Étant donné qu'il n'existe pas au monde de république où l'on ait suffisamment établi de règles pour présider à toutes les actions et paroles des hommes, il s'ensuit que dans tous les domaines d'activité que les lois ont passé sous silence, les gens ont la liberté de faire ce que leur propre raison leur indique comme leur étant profitable.
Thomas Hobbes
Léviathan, Paris, éd. Gallimard, Gérard Mairet (2000)
1651
Dans un État, toutes les choses sur lesquelles la loi ne statue pas sont laissées à la discrétion des hommes. En ce sens, le silence de la loi laisse un espace de liberté aux citoyens, qui varie selon l'étendue des domaines que prennent en charge les lois.
Liberté et responsabilité
Sartre
Sartre
L'Être et le Néant
1943
Sartre
L'existentialisme est un humanisme
1946
L'existentialisme de Sartre est probablement la philosophie qui défend la conception de la responsabilité la plus radicale. Pour Sartre, l'homme est un être indéterminé : ce qu'il est n'est que le résultat des différents choix qu'il fait tout au long de sa vie. Ainsi, la liberté humaine est totale et inaliénable.
Mais cette liberté totale a une conséquence : l'homme est entièrement responsable de ce qu'il est. Il ne peut donc pas invoquer des causes extérieures qui justifieraient ses actions.
Cette idée de responsabilité, Sartre l'exprime en disant que l'homme est "condamné à être libre". En effet, c'est parce que sa liberté est entière que l'homme ne peut justifier ses manquements à la morale.
Ainsi nous n'avons ni derrière nous, ni devant nous, dans le domaine lumineux des valeurs, des justifications ou des excuses.

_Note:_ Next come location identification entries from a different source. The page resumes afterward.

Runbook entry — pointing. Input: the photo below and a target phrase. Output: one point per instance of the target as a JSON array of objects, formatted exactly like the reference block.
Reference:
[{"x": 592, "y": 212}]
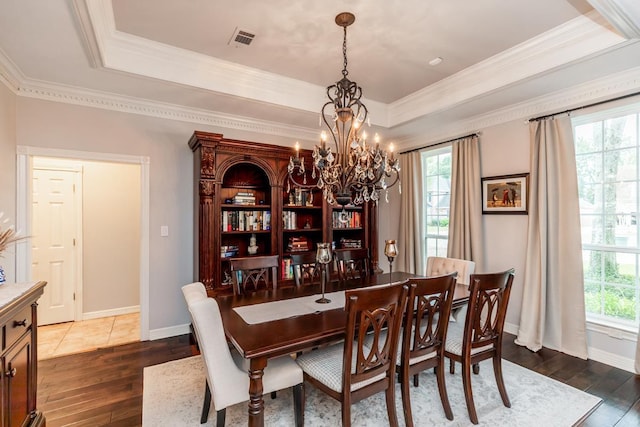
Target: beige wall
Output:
[
  {"x": 8, "y": 171},
  {"x": 47, "y": 124},
  {"x": 504, "y": 150},
  {"x": 111, "y": 236}
]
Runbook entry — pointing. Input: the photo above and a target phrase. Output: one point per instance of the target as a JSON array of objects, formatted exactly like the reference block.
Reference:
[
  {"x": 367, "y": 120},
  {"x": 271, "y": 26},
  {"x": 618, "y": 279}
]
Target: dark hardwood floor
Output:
[{"x": 104, "y": 387}]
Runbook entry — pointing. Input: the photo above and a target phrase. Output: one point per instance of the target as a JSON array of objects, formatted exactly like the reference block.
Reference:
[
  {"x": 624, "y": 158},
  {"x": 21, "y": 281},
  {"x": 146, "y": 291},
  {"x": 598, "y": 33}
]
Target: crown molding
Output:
[
  {"x": 579, "y": 38},
  {"x": 107, "y": 101},
  {"x": 10, "y": 75},
  {"x": 136, "y": 55},
  {"x": 89, "y": 42},
  {"x": 624, "y": 15},
  {"x": 594, "y": 91}
]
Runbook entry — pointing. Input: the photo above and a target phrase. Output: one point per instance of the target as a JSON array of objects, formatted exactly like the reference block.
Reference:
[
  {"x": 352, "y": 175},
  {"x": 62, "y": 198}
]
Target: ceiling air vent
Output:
[{"x": 241, "y": 38}]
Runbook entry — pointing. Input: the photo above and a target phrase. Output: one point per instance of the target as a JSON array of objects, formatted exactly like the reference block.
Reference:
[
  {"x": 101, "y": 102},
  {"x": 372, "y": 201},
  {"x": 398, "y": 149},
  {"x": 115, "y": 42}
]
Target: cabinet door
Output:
[{"x": 17, "y": 383}]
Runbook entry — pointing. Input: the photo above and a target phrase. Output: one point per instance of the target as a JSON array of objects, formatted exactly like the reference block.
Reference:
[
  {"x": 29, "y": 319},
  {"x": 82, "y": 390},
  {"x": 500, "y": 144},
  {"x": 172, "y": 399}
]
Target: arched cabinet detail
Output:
[{"x": 244, "y": 207}]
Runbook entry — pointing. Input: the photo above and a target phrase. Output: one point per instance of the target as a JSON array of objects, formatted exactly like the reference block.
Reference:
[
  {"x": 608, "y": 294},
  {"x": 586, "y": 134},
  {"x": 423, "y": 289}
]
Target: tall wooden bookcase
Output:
[{"x": 241, "y": 191}]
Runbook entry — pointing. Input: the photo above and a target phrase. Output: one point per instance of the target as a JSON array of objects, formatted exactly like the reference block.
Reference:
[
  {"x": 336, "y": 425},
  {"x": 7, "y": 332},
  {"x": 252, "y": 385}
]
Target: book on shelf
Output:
[
  {"x": 244, "y": 198},
  {"x": 342, "y": 219},
  {"x": 286, "y": 269},
  {"x": 245, "y": 220},
  {"x": 350, "y": 243},
  {"x": 298, "y": 244},
  {"x": 289, "y": 220}
]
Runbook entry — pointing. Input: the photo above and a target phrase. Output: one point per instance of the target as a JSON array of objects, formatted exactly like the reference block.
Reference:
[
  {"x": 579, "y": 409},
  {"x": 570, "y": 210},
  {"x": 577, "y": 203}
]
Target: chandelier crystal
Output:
[{"x": 353, "y": 170}]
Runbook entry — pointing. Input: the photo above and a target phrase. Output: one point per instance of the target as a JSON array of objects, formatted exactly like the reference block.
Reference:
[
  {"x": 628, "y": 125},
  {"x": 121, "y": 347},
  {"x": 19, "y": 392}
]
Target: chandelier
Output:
[{"x": 353, "y": 170}]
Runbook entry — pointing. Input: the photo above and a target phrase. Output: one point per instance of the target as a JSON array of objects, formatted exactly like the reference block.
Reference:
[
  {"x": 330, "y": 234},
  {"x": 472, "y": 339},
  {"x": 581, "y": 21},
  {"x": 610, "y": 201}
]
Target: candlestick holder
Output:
[
  {"x": 323, "y": 258},
  {"x": 391, "y": 251}
]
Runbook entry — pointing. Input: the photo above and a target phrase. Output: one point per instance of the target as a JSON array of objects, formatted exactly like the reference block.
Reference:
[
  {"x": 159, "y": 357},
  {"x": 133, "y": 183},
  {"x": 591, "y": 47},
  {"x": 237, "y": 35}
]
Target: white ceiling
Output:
[{"x": 175, "y": 56}]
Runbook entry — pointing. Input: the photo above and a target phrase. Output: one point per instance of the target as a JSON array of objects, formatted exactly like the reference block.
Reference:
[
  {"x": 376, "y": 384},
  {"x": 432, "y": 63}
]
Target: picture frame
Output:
[{"x": 506, "y": 194}]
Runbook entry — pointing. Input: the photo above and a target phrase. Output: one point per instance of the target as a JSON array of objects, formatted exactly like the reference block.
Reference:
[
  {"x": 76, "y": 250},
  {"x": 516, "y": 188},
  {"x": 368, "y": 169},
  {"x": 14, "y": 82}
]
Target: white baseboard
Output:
[
  {"x": 171, "y": 331},
  {"x": 611, "y": 359},
  {"x": 595, "y": 354},
  {"x": 511, "y": 328},
  {"x": 110, "y": 312}
]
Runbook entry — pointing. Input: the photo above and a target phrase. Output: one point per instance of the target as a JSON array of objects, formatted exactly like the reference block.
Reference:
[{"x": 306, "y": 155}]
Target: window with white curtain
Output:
[
  {"x": 436, "y": 167},
  {"x": 608, "y": 165}
]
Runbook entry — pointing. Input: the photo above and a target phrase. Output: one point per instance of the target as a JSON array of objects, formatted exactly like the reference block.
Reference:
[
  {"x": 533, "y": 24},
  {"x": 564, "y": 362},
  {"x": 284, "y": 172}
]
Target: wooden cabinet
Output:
[
  {"x": 18, "y": 359},
  {"x": 244, "y": 206}
]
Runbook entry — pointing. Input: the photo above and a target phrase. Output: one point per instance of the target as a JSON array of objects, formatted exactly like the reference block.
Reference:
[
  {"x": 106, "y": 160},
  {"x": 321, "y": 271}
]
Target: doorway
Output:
[
  {"x": 85, "y": 232},
  {"x": 93, "y": 305}
]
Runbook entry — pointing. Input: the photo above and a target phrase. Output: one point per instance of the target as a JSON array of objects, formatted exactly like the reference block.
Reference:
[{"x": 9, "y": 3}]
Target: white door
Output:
[{"x": 53, "y": 255}]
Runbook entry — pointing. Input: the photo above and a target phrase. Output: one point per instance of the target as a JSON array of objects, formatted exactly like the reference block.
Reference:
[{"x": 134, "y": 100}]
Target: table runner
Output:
[{"x": 275, "y": 310}]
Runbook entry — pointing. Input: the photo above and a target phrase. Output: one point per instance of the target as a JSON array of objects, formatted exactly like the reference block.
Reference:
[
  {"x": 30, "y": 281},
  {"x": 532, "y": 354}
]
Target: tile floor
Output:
[{"x": 75, "y": 337}]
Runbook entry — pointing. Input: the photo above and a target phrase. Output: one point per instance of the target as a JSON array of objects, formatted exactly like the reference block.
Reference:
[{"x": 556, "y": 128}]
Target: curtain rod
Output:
[
  {"x": 537, "y": 119},
  {"x": 440, "y": 143}
]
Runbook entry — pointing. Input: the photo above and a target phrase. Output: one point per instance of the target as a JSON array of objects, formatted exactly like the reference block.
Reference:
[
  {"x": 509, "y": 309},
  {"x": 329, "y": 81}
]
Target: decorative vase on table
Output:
[
  {"x": 391, "y": 251},
  {"x": 323, "y": 257}
]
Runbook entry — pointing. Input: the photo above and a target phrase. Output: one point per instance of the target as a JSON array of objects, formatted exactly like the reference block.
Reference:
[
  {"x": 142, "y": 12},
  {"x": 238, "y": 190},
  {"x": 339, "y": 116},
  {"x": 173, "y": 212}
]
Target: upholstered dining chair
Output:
[
  {"x": 424, "y": 334},
  {"x": 255, "y": 272},
  {"x": 305, "y": 268},
  {"x": 350, "y": 371},
  {"x": 227, "y": 378},
  {"x": 194, "y": 292},
  {"x": 352, "y": 263},
  {"x": 480, "y": 337}
]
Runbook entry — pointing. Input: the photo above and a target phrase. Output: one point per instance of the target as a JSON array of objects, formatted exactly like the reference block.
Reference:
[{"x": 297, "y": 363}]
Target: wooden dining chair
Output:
[
  {"x": 350, "y": 371},
  {"x": 423, "y": 336},
  {"x": 481, "y": 336},
  {"x": 227, "y": 381},
  {"x": 352, "y": 263},
  {"x": 305, "y": 268},
  {"x": 437, "y": 266},
  {"x": 253, "y": 273}
]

Nous sommes seuls, sans excuses. C'est ce que j'exprimerai en disant que l'homme est condamné à être libre.
Jean-Paul Sartre
L'existentialisme est un humanisme, Paris, Éditions Nagel, coll. "Pensées"
1946
L'homme ne se définit pas par son essence, ni par un inconscient, ni par des déterminismes, ni par un destin ou une volonté divine, mais uniquement par son existence. Il est donc entièrement libre, puisqu'il est déterminé par ce qu'il fait et non ce qu'il est. C'est pourquoi l'homme est responsable de chacun de ses actes.
La liberté comme indépendance
Stoïciens
Épictète
Manuel
Vers 125 ap. J.-C.
Sénèque
Lettres à Lucilius
Pour les stoïciens, la liberté doit être comprise comme indépendance. En effet, même si le monde est régi par une stricte nécessité, l'homme est libre des jugements et des représentations qu'il fait sur le monde. Puisque ses volontés et représentations ne dépendent que de lui-même, l'homme a une entière liberté de penser et de vouloir.

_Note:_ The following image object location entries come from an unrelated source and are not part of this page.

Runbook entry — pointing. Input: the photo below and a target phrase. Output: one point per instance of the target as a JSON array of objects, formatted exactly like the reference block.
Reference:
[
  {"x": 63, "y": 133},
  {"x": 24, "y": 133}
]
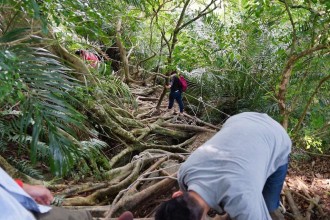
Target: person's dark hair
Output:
[
  {"x": 78, "y": 52},
  {"x": 183, "y": 207}
]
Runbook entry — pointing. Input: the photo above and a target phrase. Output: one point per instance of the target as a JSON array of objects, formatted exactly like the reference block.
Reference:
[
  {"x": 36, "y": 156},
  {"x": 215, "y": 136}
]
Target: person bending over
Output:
[{"x": 240, "y": 171}]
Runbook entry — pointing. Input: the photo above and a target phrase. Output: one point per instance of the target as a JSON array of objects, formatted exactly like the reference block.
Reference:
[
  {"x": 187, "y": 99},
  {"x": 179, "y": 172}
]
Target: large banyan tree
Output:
[{"x": 102, "y": 135}]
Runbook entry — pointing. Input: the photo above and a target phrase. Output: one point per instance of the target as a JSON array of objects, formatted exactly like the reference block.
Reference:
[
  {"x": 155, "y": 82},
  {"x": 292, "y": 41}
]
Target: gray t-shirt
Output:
[{"x": 230, "y": 170}]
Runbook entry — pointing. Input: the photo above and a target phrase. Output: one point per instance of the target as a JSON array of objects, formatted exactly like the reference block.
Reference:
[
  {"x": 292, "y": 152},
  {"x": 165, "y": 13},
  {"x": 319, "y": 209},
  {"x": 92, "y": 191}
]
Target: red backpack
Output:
[{"x": 183, "y": 83}]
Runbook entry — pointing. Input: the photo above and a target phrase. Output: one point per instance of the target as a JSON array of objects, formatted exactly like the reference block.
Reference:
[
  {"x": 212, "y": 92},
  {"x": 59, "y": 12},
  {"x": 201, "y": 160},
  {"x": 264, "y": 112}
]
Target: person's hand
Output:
[
  {"x": 177, "y": 194},
  {"x": 39, "y": 193}
]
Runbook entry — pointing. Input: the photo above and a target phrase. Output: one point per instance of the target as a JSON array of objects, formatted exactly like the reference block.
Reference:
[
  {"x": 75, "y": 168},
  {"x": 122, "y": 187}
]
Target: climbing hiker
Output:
[
  {"x": 91, "y": 58},
  {"x": 239, "y": 171},
  {"x": 176, "y": 92}
]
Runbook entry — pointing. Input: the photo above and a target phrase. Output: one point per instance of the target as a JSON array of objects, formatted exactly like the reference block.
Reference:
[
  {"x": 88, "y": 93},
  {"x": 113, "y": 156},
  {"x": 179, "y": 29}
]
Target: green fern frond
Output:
[{"x": 25, "y": 167}]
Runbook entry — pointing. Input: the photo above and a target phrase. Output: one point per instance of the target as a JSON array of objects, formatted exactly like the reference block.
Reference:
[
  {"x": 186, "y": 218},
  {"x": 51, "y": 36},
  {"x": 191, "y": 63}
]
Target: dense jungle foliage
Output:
[{"x": 238, "y": 55}]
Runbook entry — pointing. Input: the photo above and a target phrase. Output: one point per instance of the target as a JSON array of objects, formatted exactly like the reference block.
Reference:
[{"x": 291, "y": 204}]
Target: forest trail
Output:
[
  {"x": 307, "y": 188},
  {"x": 305, "y": 195}
]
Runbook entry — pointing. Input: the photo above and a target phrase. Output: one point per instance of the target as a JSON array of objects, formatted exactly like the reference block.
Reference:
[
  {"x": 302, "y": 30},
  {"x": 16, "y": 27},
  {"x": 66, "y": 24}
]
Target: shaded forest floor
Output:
[{"x": 308, "y": 180}]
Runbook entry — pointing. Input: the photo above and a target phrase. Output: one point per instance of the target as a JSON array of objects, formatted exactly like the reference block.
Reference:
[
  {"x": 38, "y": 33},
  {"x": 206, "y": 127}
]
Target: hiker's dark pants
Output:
[
  {"x": 273, "y": 187},
  {"x": 59, "y": 213},
  {"x": 176, "y": 95}
]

Être libre revient donc à distinguer ce qui dépend de nous et ce qui est hors de notre portée. La liberté est donc l'indépendance de l'esprit face au monde extérieur.

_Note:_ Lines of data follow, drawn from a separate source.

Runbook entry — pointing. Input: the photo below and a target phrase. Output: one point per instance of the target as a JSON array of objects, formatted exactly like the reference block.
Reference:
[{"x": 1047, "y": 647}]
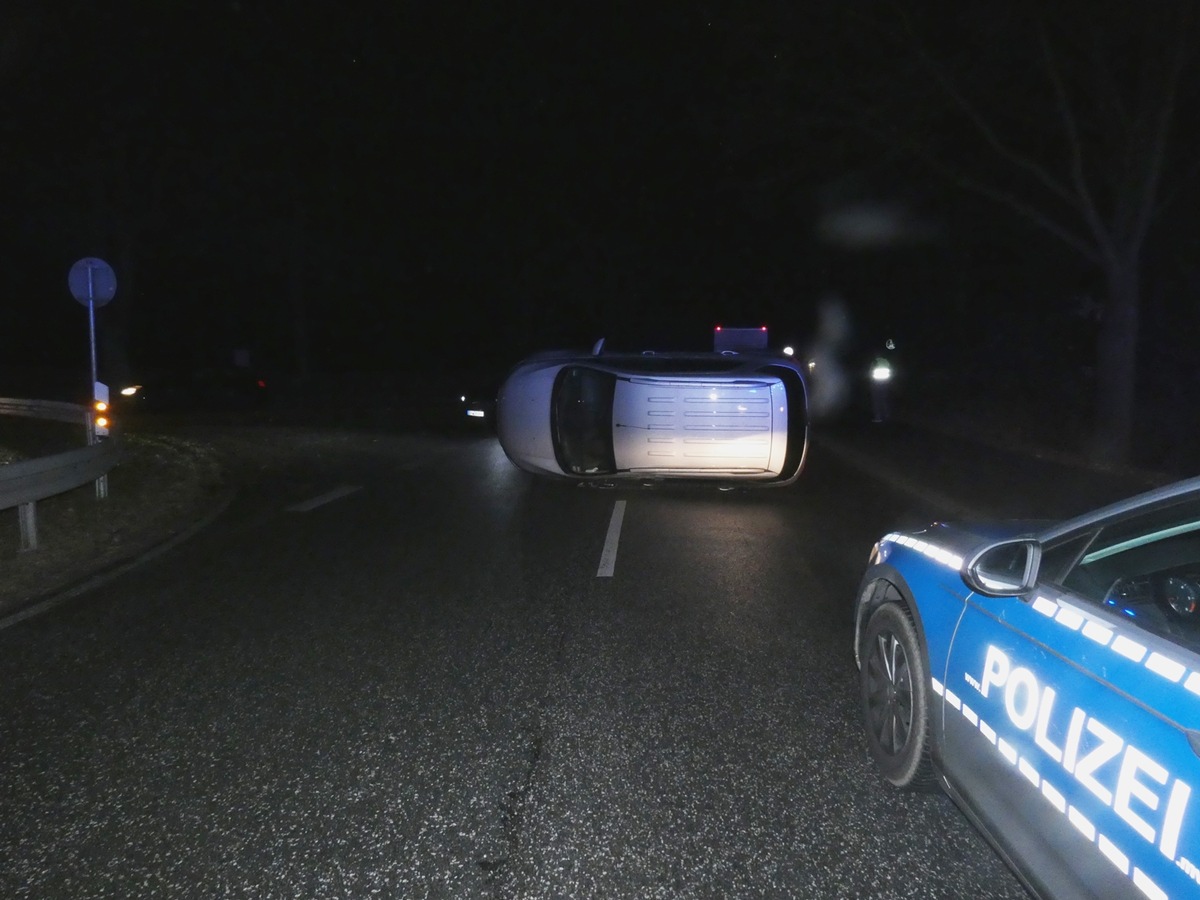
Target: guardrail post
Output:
[{"x": 28, "y": 515}]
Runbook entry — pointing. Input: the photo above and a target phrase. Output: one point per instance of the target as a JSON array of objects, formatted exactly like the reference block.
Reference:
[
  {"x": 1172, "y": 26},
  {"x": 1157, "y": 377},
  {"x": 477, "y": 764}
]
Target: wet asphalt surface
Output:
[{"x": 423, "y": 689}]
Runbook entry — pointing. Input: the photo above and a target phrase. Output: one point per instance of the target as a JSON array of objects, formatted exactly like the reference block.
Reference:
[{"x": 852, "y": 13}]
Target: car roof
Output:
[{"x": 667, "y": 363}]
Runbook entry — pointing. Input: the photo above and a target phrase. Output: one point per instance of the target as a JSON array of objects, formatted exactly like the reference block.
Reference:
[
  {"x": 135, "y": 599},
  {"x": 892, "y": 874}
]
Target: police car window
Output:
[{"x": 1147, "y": 568}]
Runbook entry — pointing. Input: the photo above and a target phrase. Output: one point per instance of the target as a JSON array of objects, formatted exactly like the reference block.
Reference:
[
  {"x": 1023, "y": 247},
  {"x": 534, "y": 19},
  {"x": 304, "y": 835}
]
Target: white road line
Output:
[
  {"x": 609, "y": 557},
  {"x": 335, "y": 495}
]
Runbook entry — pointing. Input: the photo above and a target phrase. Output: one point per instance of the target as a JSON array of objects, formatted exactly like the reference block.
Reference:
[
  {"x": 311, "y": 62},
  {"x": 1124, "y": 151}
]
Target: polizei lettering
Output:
[{"x": 1117, "y": 773}]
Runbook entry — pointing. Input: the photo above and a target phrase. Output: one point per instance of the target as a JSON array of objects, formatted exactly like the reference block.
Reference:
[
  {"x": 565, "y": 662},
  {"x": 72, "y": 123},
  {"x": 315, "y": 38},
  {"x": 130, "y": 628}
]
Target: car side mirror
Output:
[{"x": 1005, "y": 569}]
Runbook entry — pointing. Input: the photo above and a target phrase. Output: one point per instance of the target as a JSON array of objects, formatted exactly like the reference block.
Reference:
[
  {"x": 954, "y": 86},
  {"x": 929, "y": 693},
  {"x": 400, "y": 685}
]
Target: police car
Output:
[
  {"x": 726, "y": 417},
  {"x": 1048, "y": 678}
]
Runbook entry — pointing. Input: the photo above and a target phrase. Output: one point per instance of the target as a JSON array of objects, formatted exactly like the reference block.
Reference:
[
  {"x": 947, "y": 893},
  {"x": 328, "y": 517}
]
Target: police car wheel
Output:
[{"x": 894, "y": 689}]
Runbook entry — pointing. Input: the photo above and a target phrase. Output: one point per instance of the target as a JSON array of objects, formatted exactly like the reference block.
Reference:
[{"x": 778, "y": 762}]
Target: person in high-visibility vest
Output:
[{"x": 881, "y": 385}]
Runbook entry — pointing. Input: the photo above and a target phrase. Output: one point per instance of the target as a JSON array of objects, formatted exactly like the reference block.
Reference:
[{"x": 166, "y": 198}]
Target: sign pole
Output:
[{"x": 91, "y": 321}]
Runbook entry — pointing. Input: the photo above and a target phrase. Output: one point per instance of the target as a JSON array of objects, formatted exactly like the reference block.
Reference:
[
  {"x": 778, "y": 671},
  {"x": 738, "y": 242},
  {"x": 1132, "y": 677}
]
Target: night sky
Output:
[{"x": 387, "y": 186}]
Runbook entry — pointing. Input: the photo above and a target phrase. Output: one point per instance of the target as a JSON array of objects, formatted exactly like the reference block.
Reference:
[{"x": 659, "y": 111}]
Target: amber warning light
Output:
[
  {"x": 739, "y": 339},
  {"x": 100, "y": 418}
]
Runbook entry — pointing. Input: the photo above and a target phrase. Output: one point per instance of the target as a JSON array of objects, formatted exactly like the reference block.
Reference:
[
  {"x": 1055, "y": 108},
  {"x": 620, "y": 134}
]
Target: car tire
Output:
[{"x": 894, "y": 690}]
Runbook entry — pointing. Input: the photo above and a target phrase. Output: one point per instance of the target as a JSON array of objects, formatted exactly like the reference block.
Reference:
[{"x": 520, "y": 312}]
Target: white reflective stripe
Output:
[
  {"x": 939, "y": 555},
  {"x": 609, "y": 555},
  {"x": 1153, "y": 660},
  {"x": 1069, "y": 618},
  {"x": 1059, "y": 801},
  {"x": 1193, "y": 683},
  {"x": 970, "y": 715}
]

Si tu crois soumis à ta volonté ce qui est, par nature, esclave d'autrui, si tu crois que dépende de toi ce qui dépend d'un autre, tu te sentiras entravé, tu gémiras, tu auras l'âme inquiète, tu t'en prendras aux dieux et aux hommes. Mais si tu penses que seul dépend de toi ce qui dépend de toi, que dépend d'autrui ce qui réellement dépend d'autrui, tu ne te sentiras jamais contraint à agir.
Épictète
Manuel, trad. Emmanuel Cattin, Paris, GF Flammarion (2015)
Vers 125 ap. J.-C.
Épictète, par ces conseils, entend apprendre aux hommes à discerner ce qui dépend d'eux de ce sur quoi ils ne peuvent pas agir. C'est en apprenant à faire cette distinction qu'ils apprendront à être libres, indépendamment des circonstances extérieures.